A joint venture between Ja Architecture Studio and Maher va Hamkaran Consulting engineering Firm.  

Earth was the focus of Milan Expo 2015. The main objective in this project was to infuse space under the earth, by raising parts of its shell and introducing Iran's diverse ecology underneath.

This method of engaging with nature has a long standing history in Iran's vernacular architecture; subterranean houses in hot climate, houses carved into the rock in mountainous regions and finally Yakhchals and Abanbars (water, ice and food reservoirs).

The pavilion has been divided into four different climatic zones which not only represent Iran's climatic diversity but also make the visitors' experience of each space a unique on

Water - Water stream has always been an inseparable part of Iran's architecture and the binding element between different climatic rooms in this proposal. The water of the stream is pumped to the system from the front pond and returns to it at the end. The runoffs from the roofs and other hard surfaces would also get collected by the channels at the bottom of the roof slopes led towards the edges of the site and finally merge with the central water stream.

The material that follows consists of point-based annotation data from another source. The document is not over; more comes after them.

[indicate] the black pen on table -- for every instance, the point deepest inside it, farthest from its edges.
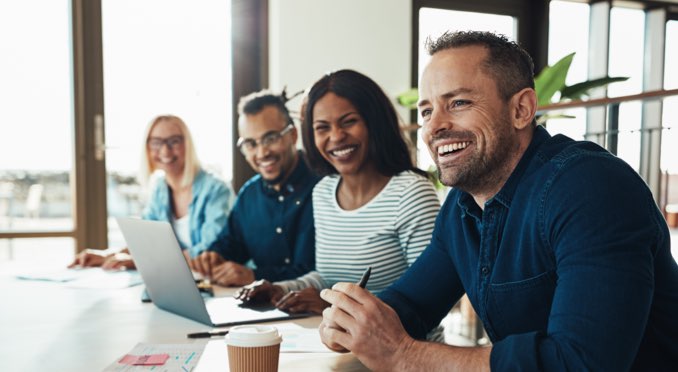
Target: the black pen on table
(366, 276)
(207, 334)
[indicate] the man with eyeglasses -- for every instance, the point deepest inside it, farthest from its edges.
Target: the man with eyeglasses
(270, 233)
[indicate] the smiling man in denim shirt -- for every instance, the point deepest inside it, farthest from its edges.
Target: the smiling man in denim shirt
(270, 233)
(558, 244)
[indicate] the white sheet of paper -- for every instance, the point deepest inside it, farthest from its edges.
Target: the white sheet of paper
(87, 278)
(297, 339)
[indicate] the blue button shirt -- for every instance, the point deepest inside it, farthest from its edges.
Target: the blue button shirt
(568, 266)
(207, 213)
(273, 230)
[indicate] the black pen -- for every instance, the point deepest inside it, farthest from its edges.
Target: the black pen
(207, 334)
(366, 276)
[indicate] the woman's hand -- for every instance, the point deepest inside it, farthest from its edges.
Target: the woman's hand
(89, 258)
(119, 261)
(260, 291)
(306, 300)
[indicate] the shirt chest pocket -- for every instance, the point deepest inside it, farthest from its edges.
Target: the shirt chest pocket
(521, 306)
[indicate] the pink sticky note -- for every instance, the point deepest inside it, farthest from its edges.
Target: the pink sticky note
(144, 360)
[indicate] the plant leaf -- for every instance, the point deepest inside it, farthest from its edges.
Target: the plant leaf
(409, 99)
(552, 79)
(577, 91)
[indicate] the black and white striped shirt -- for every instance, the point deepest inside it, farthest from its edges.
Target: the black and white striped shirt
(388, 233)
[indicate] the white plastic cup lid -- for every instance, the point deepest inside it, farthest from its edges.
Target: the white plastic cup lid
(253, 336)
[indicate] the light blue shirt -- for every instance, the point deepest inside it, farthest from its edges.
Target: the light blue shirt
(208, 212)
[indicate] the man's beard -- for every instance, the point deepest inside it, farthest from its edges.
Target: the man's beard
(481, 170)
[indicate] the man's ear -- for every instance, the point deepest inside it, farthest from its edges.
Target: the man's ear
(523, 106)
(295, 134)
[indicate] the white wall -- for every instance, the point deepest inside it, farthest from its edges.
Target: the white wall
(311, 37)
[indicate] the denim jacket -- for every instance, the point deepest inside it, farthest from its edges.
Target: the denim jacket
(208, 211)
(272, 231)
(568, 266)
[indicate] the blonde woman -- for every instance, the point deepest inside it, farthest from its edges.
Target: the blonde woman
(195, 202)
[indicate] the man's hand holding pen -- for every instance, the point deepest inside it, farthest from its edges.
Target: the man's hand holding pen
(359, 322)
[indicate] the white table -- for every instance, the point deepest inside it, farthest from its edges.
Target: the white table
(47, 326)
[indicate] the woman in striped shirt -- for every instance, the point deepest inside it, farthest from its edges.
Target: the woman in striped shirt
(372, 208)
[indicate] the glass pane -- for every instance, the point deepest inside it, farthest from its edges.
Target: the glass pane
(36, 101)
(163, 57)
(563, 40)
(627, 30)
(434, 22)
(669, 160)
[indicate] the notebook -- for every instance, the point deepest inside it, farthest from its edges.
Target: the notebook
(171, 285)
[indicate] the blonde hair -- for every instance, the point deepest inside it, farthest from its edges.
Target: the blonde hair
(191, 161)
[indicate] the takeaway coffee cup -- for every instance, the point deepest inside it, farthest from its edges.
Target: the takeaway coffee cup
(253, 348)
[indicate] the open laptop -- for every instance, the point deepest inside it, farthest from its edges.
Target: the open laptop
(170, 283)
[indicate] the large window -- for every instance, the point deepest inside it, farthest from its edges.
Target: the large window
(163, 57)
(36, 101)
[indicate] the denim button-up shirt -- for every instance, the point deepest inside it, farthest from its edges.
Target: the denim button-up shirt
(207, 213)
(273, 230)
(568, 266)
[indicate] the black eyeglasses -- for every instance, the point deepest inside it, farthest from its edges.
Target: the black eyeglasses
(156, 143)
(249, 145)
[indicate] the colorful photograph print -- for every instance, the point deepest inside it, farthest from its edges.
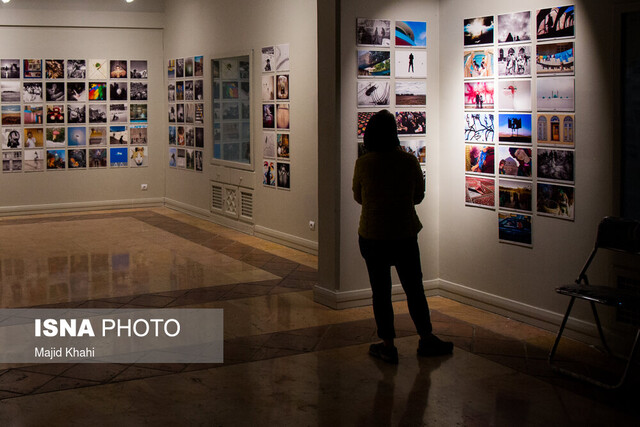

Circulation - The visitors can walk along the central water stream and through the herb gardens inside while they can also just as easily walk away from the main path and get outside. Given the more gradual slope of the roof structure where one climate ends and the other begin the visitors are able to walk over the surface of the structure and onto the roofscape.

Architecture - By using a pure architectural element, flat brick vault--repeated along a stream of water--different ecological zones of Iran are merged and the project creates a pavilion that conveys the essence of Iran without getting too engaged in the regional vs. international architectural debates.

Spaces - A strong and continuous indoor outdoor connection with minimum separating walls and partitions is the key guideline for a fluid and vibrant exhibition space. An unobstructed connection between what is offered inside the pavilion and outside will leaves an impression of what the program is all about even on those who are simply passing by.